I set down my bag and got a good hold on her collar before opening the door and trotting out to her line. Katy wagged her tail when she heard the clicking sound of the clip and looked up at me for a quick neck rub. I petted and rubbed while she wagged and slobbered for a minute, and then I remembered I needed a sketch pad.
“I’ll be back in a few minutes,” I told her and went back into the house, wiping doggie slobber off of what I just realized was my bare leg.

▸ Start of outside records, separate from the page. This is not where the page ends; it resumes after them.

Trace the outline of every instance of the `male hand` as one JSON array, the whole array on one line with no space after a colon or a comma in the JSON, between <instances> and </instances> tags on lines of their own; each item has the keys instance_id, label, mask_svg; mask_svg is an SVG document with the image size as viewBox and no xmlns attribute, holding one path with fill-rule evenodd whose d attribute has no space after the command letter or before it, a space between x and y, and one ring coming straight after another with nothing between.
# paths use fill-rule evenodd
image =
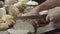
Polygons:
<instances>
[{"instance_id":1,"label":"male hand","mask_svg":"<svg viewBox=\"0 0 60 34\"><path fill-rule=\"evenodd\" d=\"M56 23L60 22L60 7L56 7L49 10L46 20L50 22L56 22Z\"/></svg>"},{"instance_id":2,"label":"male hand","mask_svg":"<svg viewBox=\"0 0 60 34\"><path fill-rule=\"evenodd\" d=\"M28 13L22 14L22 16L33 16L33 15L39 15L39 12L35 10L35 8Z\"/></svg>"}]
</instances>

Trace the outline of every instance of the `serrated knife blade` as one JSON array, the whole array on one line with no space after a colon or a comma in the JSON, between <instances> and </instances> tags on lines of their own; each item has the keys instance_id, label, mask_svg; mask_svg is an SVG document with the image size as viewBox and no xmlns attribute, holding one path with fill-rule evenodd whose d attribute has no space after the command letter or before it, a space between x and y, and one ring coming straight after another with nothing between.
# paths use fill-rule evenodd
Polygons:
<instances>
[{"instance_id":1,"label":"serrated knife blade","mask_svg":"<svg viewBox=\"0 0 60 34\"><path fill-rule=\"evenodd\" d=\"M37 16L19 16L14 17L14 19L40 19L40 18L46 18L46 15L37 15Z\"/></svg>"}]
</instances>

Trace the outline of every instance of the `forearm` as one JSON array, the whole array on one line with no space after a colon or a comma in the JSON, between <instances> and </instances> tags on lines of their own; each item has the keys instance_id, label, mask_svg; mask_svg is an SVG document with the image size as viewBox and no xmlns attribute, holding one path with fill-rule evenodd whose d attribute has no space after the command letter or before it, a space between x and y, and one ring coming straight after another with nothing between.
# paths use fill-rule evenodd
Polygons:
<instances>
[{"instance_id":1,"label":"forearm","mask_svg":"<svg viewBox=\"0 0 60 34\"><path fill-rule=\"evenodd\" d=\"M48 10L54 7L60 6L60 0L54 1L45 1L44 3L40 4L39 6L35 7L34 10L39 12L42 10Z\"/></svg>"}]
</instances>

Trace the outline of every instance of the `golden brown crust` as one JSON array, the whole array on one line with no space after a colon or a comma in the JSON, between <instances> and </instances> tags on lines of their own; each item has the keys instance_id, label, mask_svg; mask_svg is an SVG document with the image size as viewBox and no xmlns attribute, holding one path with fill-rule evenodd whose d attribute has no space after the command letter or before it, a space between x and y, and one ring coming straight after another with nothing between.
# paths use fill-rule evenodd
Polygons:
<instances>
[{"instance_id":1,"label":"golden brown crust","mask_svg":"<svg viewBox=\"0 0 60 34\"><path fill-rule=\"evenodd\" d=\"M13 20L13 16L5 15L0 20L0 30L7 30L13 26L16 22Z\"/></svg>"}]
</instances>

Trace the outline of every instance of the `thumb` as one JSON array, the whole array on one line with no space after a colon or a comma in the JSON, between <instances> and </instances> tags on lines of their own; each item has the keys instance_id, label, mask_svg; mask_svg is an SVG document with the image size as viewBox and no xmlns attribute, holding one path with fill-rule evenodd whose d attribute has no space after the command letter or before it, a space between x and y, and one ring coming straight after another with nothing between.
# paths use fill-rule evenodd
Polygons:
<instances>
[{"instance_id":1,"label":"thumb","mask_svg":"<svg viewBox=\"0 0 60 34\"><path fill-rule=\"evenodd\" d=\"M49 20L49 17L48 16L46 16L46 21L48 21Z\"/></svg>"},{"instance_id":2,"label":"thumb","mask_svg":"<svg viewBox=\"0 0 60 34\"><path fill-rule=\"evenodd\" d=\"M47 22L50 22L49 16L46 17L46 21Z\"/></svg>"}]
</instances>

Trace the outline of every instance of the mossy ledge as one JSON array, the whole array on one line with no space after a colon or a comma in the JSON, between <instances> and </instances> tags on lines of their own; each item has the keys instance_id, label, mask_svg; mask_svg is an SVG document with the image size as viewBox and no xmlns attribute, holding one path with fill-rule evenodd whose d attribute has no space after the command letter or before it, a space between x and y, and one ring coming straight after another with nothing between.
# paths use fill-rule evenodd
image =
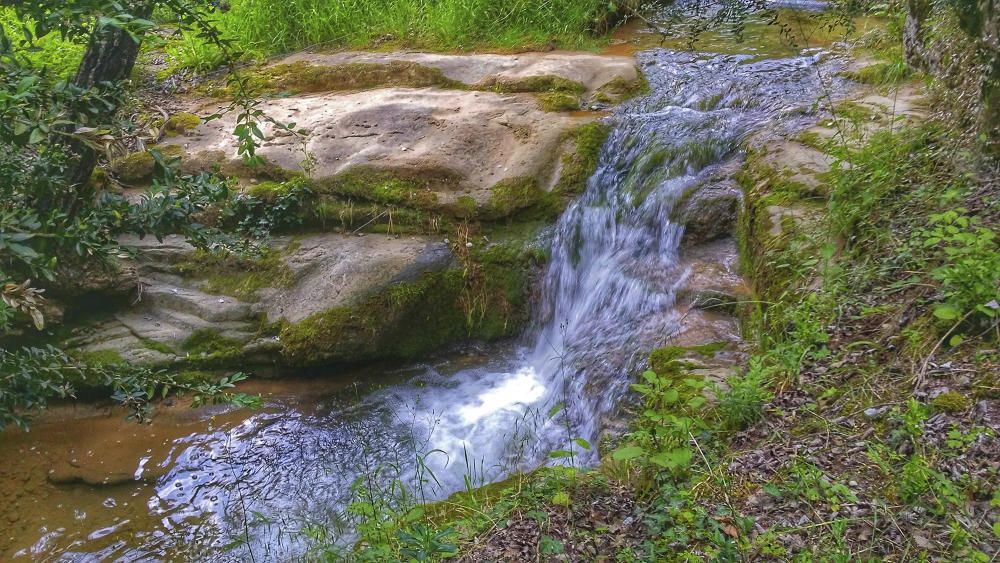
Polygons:
<instances>
[{"instance_id":1,"label":"mossy ledge","mask_svg":"<svg viewBox=\"0 0 1000 563\"><path fill-rule=\"evenodd\" d=\"M293 94L368 90L390 86L465 88L465 84L446 77L440 69L409 61L339 65L315 65L298 61L261 68L250 74L250 83L255 90L262 92ZM227 90L225 93L232 92Z\"/></svg>"}]
</instances>

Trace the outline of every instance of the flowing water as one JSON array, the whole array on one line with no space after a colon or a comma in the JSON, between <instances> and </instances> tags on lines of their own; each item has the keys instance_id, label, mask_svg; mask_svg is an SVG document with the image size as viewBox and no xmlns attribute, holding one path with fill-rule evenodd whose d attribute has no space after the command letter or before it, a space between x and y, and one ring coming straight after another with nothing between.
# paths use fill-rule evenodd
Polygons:
<instances>
[{"instance_id":1,"label":"flowing water","mask_svg":"<svg viewBox=\"0 0 1000 563\"><path fill-rule=\"evenodd\" d=\"M572 448L561 463L592 461L572 439L596 443L642 359L681 327L675 296L688 270L675 203L718 181L751 132L815 120L818 71L836 66L818 52L652 50L638 61L653 93L607 118L599 169L555 227L542 303L520 343L378 374L395 382L381 388L258 383L268 396L257 412L175 406L150 426L95 416L5 436L2 475L19 494L9 521L0 513L0 559L283 560L318 529L349 541L344 511L359 479L398 478L432 500L467 478L537 467L553 450ZM69 452L60 463L118 477L39 482L57 449Z\"/></svg>"}]
</instances>

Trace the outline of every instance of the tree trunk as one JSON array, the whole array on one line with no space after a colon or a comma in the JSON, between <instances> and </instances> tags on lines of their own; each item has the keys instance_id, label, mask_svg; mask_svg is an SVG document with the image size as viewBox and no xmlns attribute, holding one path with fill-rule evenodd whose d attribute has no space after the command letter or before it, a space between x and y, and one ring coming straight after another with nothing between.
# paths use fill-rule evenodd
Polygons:
<instances>
[{"instance_id":1,"label":"tree trunk","mask_svg":"<svg viewBox=\"0 0 1000 563\"><path fill-rule=\"evenodd\" d=\"M152 6L147 2L133 6L131 13L137 18L149 18L153 12ZM139 47L139 41L122 29L95 29L73 78L73 84L80 88L99 89L105 83L126 80L135 68ZM117 109L112 108L105 115L113 115ZM69 182L70 185L77 186L78 193L85 197L85 188L97 166L97 153L80 141L74 141L70 148L77 154L78 160L76 166L69 171ZM75 210L76 205L73 208Z\"/></svg>"}]
</instances>

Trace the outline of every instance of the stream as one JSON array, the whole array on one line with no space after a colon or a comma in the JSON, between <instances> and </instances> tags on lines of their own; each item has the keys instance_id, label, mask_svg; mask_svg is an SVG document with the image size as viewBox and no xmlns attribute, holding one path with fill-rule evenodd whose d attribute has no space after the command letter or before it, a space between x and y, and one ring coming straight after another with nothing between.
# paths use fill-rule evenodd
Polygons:
<instances>
[{"instance_id":1,"label":"stream","mask_svg":"<svg viewBox=\"0 0 1000 563\"><path fill-rule=\"evenodd\" d=\"M12 431L0 438L0 560L295 559L314 541L350 542L356 483L386 502L396 482L432 501L545 463L594 462L631 378L683 328L675 296L690 272L675 204L728 174L749 134L815 121L818 93L833 87L820 76L840 64L819 50L636 57L652 94L606 118L613 132L554 228L523 338L401 369L251 382L258 411L176 404L138 426L78 407L70 424ZM52 484L59 456L119 477Z\"/></svg>"}]
</instances>

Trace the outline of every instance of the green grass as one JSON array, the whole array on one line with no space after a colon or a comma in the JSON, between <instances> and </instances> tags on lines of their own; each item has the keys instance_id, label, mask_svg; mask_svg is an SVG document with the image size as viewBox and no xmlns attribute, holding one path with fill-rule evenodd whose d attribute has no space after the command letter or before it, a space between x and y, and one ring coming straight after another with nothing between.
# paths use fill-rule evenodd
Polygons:
<instances>
[{"instance_id":1,"label":"green grass","mask_svg":"<svg viewBox=\"0 0 1000 563\"><path fill-rule=\"evenodd\" d=\"M0 8L0 26L7 36L16 42L23 36L21 30L28 26L34 28L32 22L18 19L13 8ZM27 57L31 64L47 68L60 78L66 78L76 72L76 67L83 58L83 45L63 41L58 34L51 33L34 44L32 50L21 50L20 54Z\"/></svg>"},{"instance_id":2,"label":"green grass","mask_svg":"<svg viewBox=\"0 0 1000 563\"><path fill-rule=\"evenodd\" d=\"M606 0L234 0L216 18L238 50L263 58L311 46L590 47L613 7ZM217 51L191 35L170 52L178 66L218 62Z\"/></svg>"}]
</instances>

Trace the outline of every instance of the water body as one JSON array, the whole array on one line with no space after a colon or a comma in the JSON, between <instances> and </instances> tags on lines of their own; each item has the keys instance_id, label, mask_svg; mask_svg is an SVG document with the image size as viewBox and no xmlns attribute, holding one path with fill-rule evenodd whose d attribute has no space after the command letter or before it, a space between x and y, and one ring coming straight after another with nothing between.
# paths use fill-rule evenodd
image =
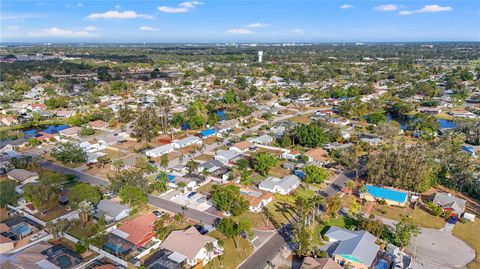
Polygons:
<instances>
[{"instance_id":1,"label":"water body","mask_svg":"<svg viewBox=\"0 0 480 269\"><path fill-rule=\"evenodd\" d=\"M392 120L398 122L400 124L400 128L402 130L408 130L408 121L411 119L411 117L406 118L406 119L399 119L399 118L394 118L390 113L387 113L387 121L390 122ZM438 119L438 124L440 125L440 129L455 129L457 128L457 125L453 120L445 120L445 119Z\"/></svg>"}]
</instances>

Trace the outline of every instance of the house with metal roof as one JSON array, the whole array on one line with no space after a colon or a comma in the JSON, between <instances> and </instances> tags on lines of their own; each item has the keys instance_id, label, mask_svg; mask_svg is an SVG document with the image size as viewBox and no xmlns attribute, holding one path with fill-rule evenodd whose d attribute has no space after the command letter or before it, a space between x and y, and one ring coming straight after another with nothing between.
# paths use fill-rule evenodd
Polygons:
<instances>
[{"instance_id":1,"label":"house with metal roof","mask_svg":"<svg viewBox=\"0 0 480 269\"><path fill-rule=\"evenodd\" d=\"M162 156L163 154L170 153L173 150L174 150L174 147L172 144L166 144L151 150L147 150L145 154L149 157L156 158L156 157Z\"/></svg>"},{"instance_id":2,"label":"house with metal roof","mask_svg":"<svg viewBox=\"0 0 480 269\"><path fill-rule=\"evenodd\" d=\"M268 177L258 185L258 188L272 193L289 194L298 188L299 185L299 177L288 175L283 178Z\"/></svg>"},{"instance_id":3,"label":"house with metal roof","mask_svg":"<svg viewBox=\"0 0 480 269\"><path fill-rule=\"evenodd\" d=\"M217 155L215 155L215 160L221 161L222 163L229 163L231 160L239 156L240 153L235 150L219 150Z\"/></svg>"},{"instance_id":4,"label":"house with metal roof","mask_svg":"<svg viewBox=\"0 0 480 269\"><path fill-rule=\"evenodd\" d=\"M178 149L188 147L193 144L197 144L197 145L202 144L202 140L200 140L200 138L196 136L191 135L191 136L185 137L184 139L175 140L172 142L172 146Z\"/></svg>"},{"instance_id":5,"label":"house with metal roof","mask_svg":"<svg viewBox=\"0 0 480 269\"><path fill-rule=\"evenodd\" d=\"M247 139L247 141L255 143L255 144L268 146L268 145L270 145L270 143L273 142L273 137L271 137L267 134L264 134L264 135L261 135L259 137L251 137L251 138Z\"/></svg>"},{"instance_id":6,"label":"house with metal roof","mask_svg":"<svg viewBox=\"0 0 480 269\"><path fill-rule=\"evenodd\" d=\"M377 238L367 231L349 231L332 226L325 236L333 243L330 253L332 258L354 268L370 268L380 250L375 244Z\"/></svg>"}]
</instances>

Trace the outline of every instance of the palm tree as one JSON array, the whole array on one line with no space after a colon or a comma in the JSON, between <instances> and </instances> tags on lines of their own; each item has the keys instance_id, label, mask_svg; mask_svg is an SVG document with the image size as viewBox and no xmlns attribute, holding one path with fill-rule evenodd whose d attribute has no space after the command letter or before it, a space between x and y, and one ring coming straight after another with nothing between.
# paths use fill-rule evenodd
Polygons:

I wish I could say this was my first streaking adventure, but when we first moved to Vermont (a full decade before Google Earth came along), we quickly learned to appreciate certain aspects of country life. The solitude. The privacy. The freedom to make a mad dash to the laundry line for the work shirt you forgot to bring in the night before and only remembered after you were “ready” to step in the shower. We’ve even taken advantage of a good rainstorm to get a ‘natural’ shower or two.
The proliferation of the knowledge that “we are being watched” by the tech gods in the sky – all the time – has tempered my high-velocity nudism, but sometimes it’s too easy to bask in convenience and imagined privacy. Sometimes I just want to enjoy the privileges that come with being surrounded by acres of forest. Even if it means risking a broken lense on a satellite camera.
Now,two feet from the door, in the almost-altogether (I’d remembered to pull on my sweats earlier apparently), I raised my eyes to the heavens, silently imploring Google Satellite to stick to its policy of blurring details on the ground in order to spare America the image of an inadvertent exercise privacy run amok.